Arguments in favor of Constitutional change begin with the fact that term limits have proven themselves at State and local levels, bringing new perspectives and encouraging those with fresh ideas to run for office (and, if applied to House elections, potentially providing a counterbalance to the Supreme Court’s 2019 holding that gerrymandering is Constitutional).  Federal term limits also would diminish the incentives for wasteful election-related spending that have proliferated in the careerist Congress (especially following the Supreme Court’s 2010 decision validating the solicitation and receipt of unlimited campaign contributions). There are, however, strong arguments against term limits.
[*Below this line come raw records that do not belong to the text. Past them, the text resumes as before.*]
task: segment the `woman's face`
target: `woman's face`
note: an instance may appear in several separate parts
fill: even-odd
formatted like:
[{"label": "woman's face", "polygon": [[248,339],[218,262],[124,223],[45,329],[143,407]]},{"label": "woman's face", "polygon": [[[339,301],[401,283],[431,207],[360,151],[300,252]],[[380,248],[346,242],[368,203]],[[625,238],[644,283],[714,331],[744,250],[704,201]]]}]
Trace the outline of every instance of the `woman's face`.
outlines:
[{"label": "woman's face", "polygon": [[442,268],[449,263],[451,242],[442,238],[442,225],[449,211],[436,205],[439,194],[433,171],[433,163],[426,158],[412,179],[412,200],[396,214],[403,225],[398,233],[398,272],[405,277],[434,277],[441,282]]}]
They include that term limits would take voting power away from voters (they would be “undemocratic”), decrease the already-small pool of professional Federal legislators, limit incentives for gaining policy expertise, “term out” influential lawmakers, and increase (rather than decrease) lobbyists’ influence by creating a for-hire revolving door.

Perhaps.

However, a significant benefit to Congressional term limits is that they would offset incumbent financial and media advantages – including members’ expense accounts, staff allotments, and free mail services, the aggregate value of which dwarfs the average challenger’s campaign war chest –, as well as the name recognition, media access, and embedded political contributions that flow to incumbency. With those advantages, it’s a wonder that challengers unseat incumbents even as infrequently as they do. The further objection to the Constitutional adoption of Congressional term limits – that they would place Federal legislation in the hands of lobbyists, bureaucrats, and unelected Beltway insiders – already is the case. Members of Congress have been so busy electioneering that they have left the difficult drafting and negotiation tasks to their staffs, all-too-often relying on templates provided by their partisan financial supporters, a practice that should change with the reduced need for re-electioneering and a potentially greater emphasis on ideas, execution and legacy.

Congress most certainly boasts a number of excellent (as well as many mediocre) lawmakers who possess a store of knowledge honed by years of legislative experience. It would be a shame to wantonly dispense with that knowledge. However, that is unlikely to happen if term limits are adopted since termed-out legislators will become valuable resources for their successors, serving in substantially the same roles as senior politicians have served throughout American history. Term limits also would incentivize members of Congress to nurture their successors, in part by providing the type of apprenticeship experiences that make for practical training in other industries (which is not at all the method employed by members of Congress in the current system).

The time for bipartisan change has come.